# SYCLops: A SYCL Specific LLVM to MLIR Converter

#### IWOCL & SYCLcon 2022 – May 2022



Alexandre Singer (Presenter)



Frank (Fang) Gao



Kai-Ting Amy Wang

Huawei Heterogeneous Compiler Lab, Canada

#### Agenda

- Background
  - LLVM
  - MLIR
  - oneAPI's SYCL Implementation
- The SYCLops Converter
  - Overview
  - Design Principles
  - Design
- Evaluation
- Future Work



#### Background: LLVM





https://llvm.org/Logo.html

# Background: Multi-Level Intermediate Representation (MLIR)

- Simplifies higher-level optimizations.
- Multi-Level  $\rightarrow$  Dialects
  - Affine Dialect: affine analysis, control flow, and operations.
  - SCF Dialect: non-affine control flow.
  - Arithmetic Dialect: arithmetic operations.
- MLIR Types of interest
  - **MemRef:** MLIR's array representation.
  - Index: device-specific width integer.



# Background: oneAPI's SYCL Implementation

- LLVM-based.
- Compiles the host and device through two separate compilers.
- The Device Front-end Compiler emits LLVM IR to the Device Compiler.
- Device Compiler optimizes and lowers the LLVM IR to an Object File to be executed on the device.
- Problem: oneAPI's Device Front-end Compiler is unable to emit MLIR code.



# The SYCLops Converter: Overview

- LLVM IR  $\rightarrow$  MLIR.
- Higher level optimizations within Device Compiler.
- The MLIR code can be lowered back to LLVM IR for more transformations and lowering.
- Minimal changes to oneAPI.



#### The SYCLops Converter: Why LLVM to MLIR?

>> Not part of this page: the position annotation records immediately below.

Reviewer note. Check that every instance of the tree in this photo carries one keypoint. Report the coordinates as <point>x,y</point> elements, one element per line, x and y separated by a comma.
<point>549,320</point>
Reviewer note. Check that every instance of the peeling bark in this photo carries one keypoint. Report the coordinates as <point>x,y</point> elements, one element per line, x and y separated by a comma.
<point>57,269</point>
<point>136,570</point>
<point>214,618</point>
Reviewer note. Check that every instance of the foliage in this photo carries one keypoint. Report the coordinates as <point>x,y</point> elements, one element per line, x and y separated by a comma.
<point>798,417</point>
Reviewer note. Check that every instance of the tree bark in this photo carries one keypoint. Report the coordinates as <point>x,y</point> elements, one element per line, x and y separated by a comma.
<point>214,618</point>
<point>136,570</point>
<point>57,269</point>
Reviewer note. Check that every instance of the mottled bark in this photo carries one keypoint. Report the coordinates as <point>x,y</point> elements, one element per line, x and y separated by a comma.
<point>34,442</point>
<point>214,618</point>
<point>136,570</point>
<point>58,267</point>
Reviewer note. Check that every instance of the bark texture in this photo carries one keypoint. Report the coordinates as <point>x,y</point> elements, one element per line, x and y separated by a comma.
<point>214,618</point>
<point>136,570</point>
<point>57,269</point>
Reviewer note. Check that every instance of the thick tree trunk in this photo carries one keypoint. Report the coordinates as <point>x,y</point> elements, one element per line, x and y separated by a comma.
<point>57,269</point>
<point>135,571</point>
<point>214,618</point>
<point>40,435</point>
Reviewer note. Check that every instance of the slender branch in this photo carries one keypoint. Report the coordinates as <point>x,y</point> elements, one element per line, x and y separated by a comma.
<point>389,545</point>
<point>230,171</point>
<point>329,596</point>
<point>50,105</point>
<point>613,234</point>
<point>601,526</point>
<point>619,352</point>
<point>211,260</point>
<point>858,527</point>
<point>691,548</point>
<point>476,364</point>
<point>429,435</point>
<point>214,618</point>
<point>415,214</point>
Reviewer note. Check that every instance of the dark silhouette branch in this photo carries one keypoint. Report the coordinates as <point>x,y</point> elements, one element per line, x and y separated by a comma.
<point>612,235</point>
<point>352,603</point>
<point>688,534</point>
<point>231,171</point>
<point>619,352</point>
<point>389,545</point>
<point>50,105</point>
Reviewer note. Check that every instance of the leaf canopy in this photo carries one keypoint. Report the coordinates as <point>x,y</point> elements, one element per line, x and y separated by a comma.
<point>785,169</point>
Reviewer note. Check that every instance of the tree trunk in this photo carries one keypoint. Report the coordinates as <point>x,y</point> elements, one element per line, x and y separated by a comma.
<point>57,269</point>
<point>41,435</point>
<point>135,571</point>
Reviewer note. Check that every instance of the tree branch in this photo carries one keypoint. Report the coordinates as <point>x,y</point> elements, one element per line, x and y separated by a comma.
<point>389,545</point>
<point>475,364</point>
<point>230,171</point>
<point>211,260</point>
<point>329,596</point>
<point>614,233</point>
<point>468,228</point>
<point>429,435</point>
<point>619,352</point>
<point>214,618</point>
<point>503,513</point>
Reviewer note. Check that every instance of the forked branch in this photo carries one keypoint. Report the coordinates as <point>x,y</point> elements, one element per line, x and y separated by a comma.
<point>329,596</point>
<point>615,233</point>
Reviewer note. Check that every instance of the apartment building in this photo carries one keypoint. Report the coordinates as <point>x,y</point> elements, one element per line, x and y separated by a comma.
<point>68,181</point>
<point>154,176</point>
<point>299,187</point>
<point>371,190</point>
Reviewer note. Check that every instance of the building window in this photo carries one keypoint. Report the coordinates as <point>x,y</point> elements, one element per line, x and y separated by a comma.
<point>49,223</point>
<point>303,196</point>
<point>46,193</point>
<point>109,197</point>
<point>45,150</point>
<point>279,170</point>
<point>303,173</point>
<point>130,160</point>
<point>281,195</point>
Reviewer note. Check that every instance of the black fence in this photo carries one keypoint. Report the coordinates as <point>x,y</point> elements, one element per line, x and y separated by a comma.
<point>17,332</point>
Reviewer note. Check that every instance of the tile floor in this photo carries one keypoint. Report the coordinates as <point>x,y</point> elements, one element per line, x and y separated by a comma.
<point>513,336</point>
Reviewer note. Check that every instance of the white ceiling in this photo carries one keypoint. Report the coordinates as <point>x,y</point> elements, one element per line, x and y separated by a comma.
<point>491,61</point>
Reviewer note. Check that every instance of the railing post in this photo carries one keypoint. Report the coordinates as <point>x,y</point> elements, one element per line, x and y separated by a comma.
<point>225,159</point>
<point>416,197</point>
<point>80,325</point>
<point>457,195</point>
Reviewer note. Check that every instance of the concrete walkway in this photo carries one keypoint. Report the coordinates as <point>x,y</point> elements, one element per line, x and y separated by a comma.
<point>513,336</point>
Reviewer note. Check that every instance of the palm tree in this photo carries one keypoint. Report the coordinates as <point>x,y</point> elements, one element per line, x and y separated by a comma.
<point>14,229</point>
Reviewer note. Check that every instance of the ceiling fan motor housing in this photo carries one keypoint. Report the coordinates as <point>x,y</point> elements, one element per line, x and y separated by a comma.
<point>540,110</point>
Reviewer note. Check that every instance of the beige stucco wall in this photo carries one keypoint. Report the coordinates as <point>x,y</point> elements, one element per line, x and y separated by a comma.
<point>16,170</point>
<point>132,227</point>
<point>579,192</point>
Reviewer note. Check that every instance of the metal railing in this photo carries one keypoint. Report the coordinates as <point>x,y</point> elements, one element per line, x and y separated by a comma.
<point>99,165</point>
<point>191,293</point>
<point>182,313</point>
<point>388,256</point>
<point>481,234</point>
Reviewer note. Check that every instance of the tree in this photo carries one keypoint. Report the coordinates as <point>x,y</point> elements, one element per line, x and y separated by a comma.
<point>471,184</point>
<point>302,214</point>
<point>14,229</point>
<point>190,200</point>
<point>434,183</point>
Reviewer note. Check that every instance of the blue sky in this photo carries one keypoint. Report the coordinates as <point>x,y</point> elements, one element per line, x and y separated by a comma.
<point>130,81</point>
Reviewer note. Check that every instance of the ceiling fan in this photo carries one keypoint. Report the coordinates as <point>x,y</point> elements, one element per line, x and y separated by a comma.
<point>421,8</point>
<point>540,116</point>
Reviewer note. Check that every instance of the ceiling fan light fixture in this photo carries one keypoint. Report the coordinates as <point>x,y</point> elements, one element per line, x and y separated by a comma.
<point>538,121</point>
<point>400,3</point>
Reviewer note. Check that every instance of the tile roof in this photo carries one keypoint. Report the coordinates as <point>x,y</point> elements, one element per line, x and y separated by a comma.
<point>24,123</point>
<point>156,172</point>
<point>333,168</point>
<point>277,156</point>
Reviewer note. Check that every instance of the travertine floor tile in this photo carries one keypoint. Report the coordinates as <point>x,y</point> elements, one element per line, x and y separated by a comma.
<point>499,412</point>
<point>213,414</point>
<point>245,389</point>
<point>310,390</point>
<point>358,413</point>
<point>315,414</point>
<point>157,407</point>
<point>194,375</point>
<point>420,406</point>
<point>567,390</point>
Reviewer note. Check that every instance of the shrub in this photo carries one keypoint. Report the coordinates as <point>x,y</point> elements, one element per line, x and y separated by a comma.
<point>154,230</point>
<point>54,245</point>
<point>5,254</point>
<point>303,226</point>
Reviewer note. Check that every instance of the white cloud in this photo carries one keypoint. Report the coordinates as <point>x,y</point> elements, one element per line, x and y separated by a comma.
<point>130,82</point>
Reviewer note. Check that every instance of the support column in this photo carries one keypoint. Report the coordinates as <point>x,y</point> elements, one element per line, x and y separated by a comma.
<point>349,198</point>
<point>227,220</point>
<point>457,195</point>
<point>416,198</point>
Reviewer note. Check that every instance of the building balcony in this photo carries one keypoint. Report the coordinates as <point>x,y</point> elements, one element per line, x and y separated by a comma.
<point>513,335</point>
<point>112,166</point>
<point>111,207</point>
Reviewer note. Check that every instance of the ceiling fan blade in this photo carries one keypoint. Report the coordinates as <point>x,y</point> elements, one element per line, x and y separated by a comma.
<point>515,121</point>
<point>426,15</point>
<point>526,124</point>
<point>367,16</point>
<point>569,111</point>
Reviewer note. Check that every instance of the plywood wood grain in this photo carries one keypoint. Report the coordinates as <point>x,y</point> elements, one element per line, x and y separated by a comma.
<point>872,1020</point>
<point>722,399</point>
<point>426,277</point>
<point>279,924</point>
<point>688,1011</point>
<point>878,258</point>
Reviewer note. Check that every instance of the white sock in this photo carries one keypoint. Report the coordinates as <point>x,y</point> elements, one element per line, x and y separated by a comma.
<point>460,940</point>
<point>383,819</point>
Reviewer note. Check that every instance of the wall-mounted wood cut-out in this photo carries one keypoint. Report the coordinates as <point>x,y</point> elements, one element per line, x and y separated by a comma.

- Why SYCL, to LLVM, to MLIR; instead of SYCL directly to MLIR?
  - 1. MLIR is relatively young compared to LLVM.
  - 2. It is easier to enter into LLVM first.
  - 3. Many other projects are not production ready yet and are for generating general C++ source files, not SYCL source files.
  - 4. SYCLops was designed to target device code, as opposed to device and host.

#### The SYCLops Converter: Design Principles



# Design Principles: Extensibility

- SYCLops was designed to be extensible.
- Two types of modules:
  - **1. Base Module:** Interprets the SYCL constructs and control flow being passed in.
  - 2. Backend-specific Sub Modules: Works with the Base Module to translate the LLVM IR into the target IR.
- As well as targeting MLIR, SYCLops could be used to generate hybrid script that can be used to target AKG (based on TVM).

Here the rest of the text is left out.